O time da Anapolina parece ser a maior pedra no sapato do Goiás neste Campeonato Goiano. Nem no clássico diante do Vila, único jogo que o Verdão não venceu, o time de Claudinei Oliveira teve tanta dificuldade para jogar. O resultado apertado, por 2 a 1, demonstra bem o que foi o jogo: um duelo bastante disputado, com as duas equipes se equiparando nas ações e diferença mínima no placar.

Diante de todo este cenário, o técnico do Verdão, Claudinei Oliveira, não escondeu que se surpreendeu com a atuação do adversário e elogiou o time do técnico Alfinete. “O que eles se propuseram a fazer, fizeram muito bem. Vieram com duas linhas de quatro defensivas, com a proposta de segurar o meio de campo e marcar. Os dois atacantes pelos lados sempre atentos para encaixar os contra-ataques, tentando impor a velocidade em cima dos nossos zagueiros e acredito que dentro disso foram bem”, analisa o técnico.

A composição da Chata acabou por criar muitas dificuldades ao Goiás, que em alguns momentos parecida perdido em campo. Claudinei percebeu essa situação e deu suas impressões. “É uma equipe muito bem montada pelo Alfinete e tivemos muita dificuldade em sair da marcação deles. Por isso, em alguns momentos perdemos no meio-de-campo. Estavam com uma postura muito defensiva e se armavam nos contra-ataques. Isso segurou um pouco o time, mas mesmo assim conseguimos fazer o resultado e conseguir a vitória”.

O Goiás manteve controle total da partida e foi dono da posse de bola. Apesar disso, tomou alguns sustos, inclusive, o gol de empate. Mesmo assim, Claudinei percebeu seu time superior na partida. “Não fizemos nosso melhor jogo, mas jogamos para vencer. Honramos essa proposta, buscamos a vitória e fomos merecedores do resultado. Não é fácil vencer a Anapolina, mas no final prevaleceu o resultado para quem buscou e lutou em busca de vencer”, declara.
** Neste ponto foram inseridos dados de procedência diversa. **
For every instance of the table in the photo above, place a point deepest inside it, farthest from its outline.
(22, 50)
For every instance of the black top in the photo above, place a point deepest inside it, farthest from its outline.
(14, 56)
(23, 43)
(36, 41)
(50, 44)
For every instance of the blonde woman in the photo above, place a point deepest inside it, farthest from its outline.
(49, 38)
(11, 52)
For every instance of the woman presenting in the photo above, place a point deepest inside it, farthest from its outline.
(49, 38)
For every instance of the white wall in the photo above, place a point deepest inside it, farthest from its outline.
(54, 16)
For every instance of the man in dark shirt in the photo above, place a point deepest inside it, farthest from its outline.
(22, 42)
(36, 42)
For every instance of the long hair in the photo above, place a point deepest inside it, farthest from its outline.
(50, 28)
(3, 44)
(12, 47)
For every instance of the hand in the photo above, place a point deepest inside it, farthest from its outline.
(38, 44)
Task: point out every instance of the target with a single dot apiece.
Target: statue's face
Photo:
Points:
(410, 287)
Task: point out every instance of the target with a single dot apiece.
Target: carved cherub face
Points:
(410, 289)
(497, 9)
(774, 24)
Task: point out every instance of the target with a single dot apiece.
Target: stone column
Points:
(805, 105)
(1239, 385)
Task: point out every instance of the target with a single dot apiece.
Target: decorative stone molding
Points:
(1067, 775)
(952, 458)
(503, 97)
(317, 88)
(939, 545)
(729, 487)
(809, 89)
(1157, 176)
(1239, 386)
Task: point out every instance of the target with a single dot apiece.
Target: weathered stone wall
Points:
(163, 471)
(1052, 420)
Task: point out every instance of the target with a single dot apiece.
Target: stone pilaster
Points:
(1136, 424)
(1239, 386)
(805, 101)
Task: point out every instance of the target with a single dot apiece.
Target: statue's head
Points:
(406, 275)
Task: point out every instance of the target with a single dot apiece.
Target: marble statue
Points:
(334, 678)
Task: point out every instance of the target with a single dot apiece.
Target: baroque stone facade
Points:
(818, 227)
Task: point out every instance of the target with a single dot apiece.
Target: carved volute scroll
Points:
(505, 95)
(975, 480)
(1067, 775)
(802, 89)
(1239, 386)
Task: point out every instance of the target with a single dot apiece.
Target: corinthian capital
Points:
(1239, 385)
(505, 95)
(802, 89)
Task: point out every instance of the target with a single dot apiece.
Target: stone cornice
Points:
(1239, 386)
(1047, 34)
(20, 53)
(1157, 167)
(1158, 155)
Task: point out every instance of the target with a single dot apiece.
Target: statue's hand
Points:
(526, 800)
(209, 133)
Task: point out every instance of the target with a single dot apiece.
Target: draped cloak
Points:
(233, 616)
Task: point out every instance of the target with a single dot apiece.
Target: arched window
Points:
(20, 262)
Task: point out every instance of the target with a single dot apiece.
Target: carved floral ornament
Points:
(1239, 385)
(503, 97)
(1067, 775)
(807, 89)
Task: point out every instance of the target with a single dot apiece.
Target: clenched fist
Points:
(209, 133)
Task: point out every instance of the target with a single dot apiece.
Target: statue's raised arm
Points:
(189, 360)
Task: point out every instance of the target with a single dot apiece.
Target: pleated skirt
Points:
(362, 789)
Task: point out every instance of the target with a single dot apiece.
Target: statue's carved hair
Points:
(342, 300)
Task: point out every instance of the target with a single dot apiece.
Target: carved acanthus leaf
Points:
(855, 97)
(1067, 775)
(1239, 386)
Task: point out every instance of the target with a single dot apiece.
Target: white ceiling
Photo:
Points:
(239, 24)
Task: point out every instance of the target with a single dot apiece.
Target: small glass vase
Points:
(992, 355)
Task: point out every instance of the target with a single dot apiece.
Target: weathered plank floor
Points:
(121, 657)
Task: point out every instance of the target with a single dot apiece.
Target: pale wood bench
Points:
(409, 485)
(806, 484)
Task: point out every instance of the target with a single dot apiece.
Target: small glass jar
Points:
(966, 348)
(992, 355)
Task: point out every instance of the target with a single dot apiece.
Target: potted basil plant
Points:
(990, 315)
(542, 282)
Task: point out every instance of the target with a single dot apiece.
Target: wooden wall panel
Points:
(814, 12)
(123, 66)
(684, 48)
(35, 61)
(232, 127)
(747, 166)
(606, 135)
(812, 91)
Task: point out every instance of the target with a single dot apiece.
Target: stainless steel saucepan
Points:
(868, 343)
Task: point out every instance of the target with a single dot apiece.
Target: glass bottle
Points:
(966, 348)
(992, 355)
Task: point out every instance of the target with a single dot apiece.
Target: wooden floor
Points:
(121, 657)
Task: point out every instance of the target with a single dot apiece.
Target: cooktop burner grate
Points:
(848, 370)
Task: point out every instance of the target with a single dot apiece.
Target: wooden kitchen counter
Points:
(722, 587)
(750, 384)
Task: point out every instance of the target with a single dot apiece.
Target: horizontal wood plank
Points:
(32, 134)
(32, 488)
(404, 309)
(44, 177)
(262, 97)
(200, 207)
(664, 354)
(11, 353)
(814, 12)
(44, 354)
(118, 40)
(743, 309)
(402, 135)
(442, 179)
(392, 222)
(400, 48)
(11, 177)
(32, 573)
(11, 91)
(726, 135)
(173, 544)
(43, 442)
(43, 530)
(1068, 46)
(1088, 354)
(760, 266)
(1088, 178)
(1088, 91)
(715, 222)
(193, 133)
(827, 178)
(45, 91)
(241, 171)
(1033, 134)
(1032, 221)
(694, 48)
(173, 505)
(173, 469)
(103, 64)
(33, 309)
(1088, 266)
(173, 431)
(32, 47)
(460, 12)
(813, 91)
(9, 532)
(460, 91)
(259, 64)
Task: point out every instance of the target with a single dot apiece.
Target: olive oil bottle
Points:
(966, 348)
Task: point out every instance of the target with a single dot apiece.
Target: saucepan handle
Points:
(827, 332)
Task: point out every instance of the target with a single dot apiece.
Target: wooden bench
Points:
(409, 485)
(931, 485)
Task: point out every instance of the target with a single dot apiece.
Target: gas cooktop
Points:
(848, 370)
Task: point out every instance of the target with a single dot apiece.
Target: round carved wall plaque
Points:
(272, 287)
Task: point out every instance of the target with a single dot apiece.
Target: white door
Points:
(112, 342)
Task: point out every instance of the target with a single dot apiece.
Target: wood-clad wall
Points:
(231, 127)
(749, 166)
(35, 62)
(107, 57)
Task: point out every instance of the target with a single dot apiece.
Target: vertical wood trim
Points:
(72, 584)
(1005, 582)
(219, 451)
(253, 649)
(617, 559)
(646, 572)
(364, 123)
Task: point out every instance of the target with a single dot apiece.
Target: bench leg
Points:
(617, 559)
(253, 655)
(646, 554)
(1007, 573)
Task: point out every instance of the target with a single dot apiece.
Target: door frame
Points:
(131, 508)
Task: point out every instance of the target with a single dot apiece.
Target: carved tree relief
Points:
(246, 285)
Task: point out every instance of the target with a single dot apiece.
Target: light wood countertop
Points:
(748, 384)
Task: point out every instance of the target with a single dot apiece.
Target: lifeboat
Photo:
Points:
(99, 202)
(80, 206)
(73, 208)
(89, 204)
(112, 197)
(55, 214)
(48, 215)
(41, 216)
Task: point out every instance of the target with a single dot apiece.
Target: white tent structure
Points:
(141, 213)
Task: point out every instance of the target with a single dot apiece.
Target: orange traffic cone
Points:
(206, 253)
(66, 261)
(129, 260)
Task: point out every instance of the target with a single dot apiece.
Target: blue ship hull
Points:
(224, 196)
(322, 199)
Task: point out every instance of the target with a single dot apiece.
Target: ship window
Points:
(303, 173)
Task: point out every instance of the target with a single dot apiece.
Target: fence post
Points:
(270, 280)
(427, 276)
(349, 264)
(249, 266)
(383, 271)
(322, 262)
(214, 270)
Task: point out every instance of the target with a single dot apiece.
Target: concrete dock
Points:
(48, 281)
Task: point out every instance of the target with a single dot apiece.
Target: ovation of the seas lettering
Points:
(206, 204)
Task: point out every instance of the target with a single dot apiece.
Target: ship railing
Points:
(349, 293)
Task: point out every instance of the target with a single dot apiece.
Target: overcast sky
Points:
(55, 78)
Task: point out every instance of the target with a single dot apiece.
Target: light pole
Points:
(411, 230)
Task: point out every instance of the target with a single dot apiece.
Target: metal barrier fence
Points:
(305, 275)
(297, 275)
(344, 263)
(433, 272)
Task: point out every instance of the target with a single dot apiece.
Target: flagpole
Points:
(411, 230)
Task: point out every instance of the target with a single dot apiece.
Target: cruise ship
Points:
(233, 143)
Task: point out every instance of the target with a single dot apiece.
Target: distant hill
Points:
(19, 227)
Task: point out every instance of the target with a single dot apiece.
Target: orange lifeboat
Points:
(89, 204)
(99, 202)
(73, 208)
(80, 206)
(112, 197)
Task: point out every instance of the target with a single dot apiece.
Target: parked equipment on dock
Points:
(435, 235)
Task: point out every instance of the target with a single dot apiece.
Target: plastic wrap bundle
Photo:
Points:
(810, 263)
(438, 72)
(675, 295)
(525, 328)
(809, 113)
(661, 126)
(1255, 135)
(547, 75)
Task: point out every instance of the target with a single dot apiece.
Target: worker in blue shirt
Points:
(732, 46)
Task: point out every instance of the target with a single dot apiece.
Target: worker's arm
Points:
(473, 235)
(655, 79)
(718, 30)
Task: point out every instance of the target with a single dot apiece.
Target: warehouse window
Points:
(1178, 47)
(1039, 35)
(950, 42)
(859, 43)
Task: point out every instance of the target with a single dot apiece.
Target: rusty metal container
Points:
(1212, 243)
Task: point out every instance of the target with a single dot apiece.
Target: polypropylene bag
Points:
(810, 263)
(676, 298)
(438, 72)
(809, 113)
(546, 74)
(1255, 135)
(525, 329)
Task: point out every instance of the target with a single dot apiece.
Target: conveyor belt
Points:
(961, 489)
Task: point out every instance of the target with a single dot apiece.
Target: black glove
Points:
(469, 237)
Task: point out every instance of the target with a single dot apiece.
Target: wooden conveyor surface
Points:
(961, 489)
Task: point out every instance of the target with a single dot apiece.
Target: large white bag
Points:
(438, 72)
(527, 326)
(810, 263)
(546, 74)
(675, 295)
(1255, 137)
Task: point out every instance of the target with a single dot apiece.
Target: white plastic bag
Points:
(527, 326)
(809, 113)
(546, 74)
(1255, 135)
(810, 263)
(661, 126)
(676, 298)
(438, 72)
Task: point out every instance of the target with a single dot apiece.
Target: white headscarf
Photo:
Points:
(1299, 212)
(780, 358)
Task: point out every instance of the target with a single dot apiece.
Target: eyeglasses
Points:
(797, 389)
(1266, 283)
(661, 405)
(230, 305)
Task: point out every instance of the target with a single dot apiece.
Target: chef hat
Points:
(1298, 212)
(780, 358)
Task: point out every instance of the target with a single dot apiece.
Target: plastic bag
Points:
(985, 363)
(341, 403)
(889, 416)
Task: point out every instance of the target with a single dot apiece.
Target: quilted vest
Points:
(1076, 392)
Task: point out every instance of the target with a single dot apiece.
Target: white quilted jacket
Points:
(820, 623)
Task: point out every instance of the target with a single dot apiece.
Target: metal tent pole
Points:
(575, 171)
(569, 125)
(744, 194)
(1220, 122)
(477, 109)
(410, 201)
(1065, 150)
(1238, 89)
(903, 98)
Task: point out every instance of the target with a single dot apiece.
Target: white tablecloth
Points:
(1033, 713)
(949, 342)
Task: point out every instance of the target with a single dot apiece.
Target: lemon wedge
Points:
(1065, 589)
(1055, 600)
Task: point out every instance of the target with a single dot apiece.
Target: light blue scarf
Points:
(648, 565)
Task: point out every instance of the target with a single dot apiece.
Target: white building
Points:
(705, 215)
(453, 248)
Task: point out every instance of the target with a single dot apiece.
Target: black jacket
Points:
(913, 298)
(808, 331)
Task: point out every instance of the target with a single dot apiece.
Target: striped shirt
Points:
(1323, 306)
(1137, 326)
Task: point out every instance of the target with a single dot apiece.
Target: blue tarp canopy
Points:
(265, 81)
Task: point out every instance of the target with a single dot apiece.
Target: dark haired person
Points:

Além das barreiras impostas pelos adversários, outro ponto que não agradou nem ao Goiás nem à Anapolina foi a arbitragem, do Eduardo Tomaz. Para Claudinei, a falta de critérios prejudicou o trabalho do árbitro. “Ele apitou o clássico e lá, não deixava o jogo correr. De 30 em 30 segundos apitava alguma coisa e amarrava o jogo. Agora ele escolheu uma falta para apitar e outra não. Essa falta de critério cria insegurança nas decisões que ele toma. Além disso, ele tentou ser mediador da partida, ao invés de apitar. Por isso houve descontentamento dos dois lados”.